Nevertheless, there has continued to be solar eruptions leading to brilliant aurora on earth:
NO SUNSPOTS, NO PROBLEM: A minor G1-class geomagnetic storm is underway on Oct. 15th. This marks the 5th consecutive day that polar geomagnetic storms have been observed–a remarkable string considering that there are NO SUNSPOTS on the face of the sun. It just goes to show that blank suns can indeed produce stormy space weather. Arctic sky watchers should remain alert for auroras as the solar wind continues to blow faster than 550 km/s.
The sun emitted two significant solar flares on the morning of Sept. 6, 2017. The first peaked at 5:10 a.m. EDT and the second, larger flare, peaked at 8:02 a.m. EDT. NASA’s Solar Dynamics Observatory, which watches the sun constantly, captured images of both events. Solar flares are powerful bursts of radiation. Harmful radiation from a flare cannot pass through Earth’s atmosphere to physically affect humans on the ground, however — when intense enough — they can disturb the atmosphere in the layer where GPS and communications signals travel.

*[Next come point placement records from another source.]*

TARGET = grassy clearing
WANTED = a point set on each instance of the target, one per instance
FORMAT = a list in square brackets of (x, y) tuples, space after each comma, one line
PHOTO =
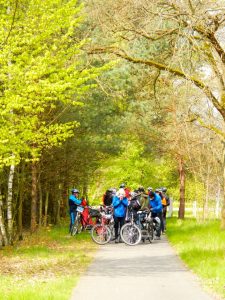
[(44, 266), (202, 247)]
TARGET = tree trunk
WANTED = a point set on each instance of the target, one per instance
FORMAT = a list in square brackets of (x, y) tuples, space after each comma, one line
[(20, 208), (9, 204), (33, 226), (206, 200), (2, 225), (182, 189), (46, 208), (223, 203), (40, 204)]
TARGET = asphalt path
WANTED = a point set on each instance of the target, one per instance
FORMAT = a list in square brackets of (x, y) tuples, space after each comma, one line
[(136, 272)]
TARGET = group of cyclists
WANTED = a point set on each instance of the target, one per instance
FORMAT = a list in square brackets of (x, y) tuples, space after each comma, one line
[(122, 200)]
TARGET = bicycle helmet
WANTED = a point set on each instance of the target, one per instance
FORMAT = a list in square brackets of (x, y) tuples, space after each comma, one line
[(141, 189), (122, 186)]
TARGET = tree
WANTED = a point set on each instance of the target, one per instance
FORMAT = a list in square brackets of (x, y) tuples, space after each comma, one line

The long slow decline to solar minimum has now shown itself. Up until now, the ramp down from solar maximum had been fast and steep, unlike past solar cycles where the ramp down is slow and steady. The last few months the ramp down had practically ceased. In this August graph the ramp down turned into a temporary ramp up. Considering the strong activity going on right now as well as the past week, I expect the September numbers to also show this increase.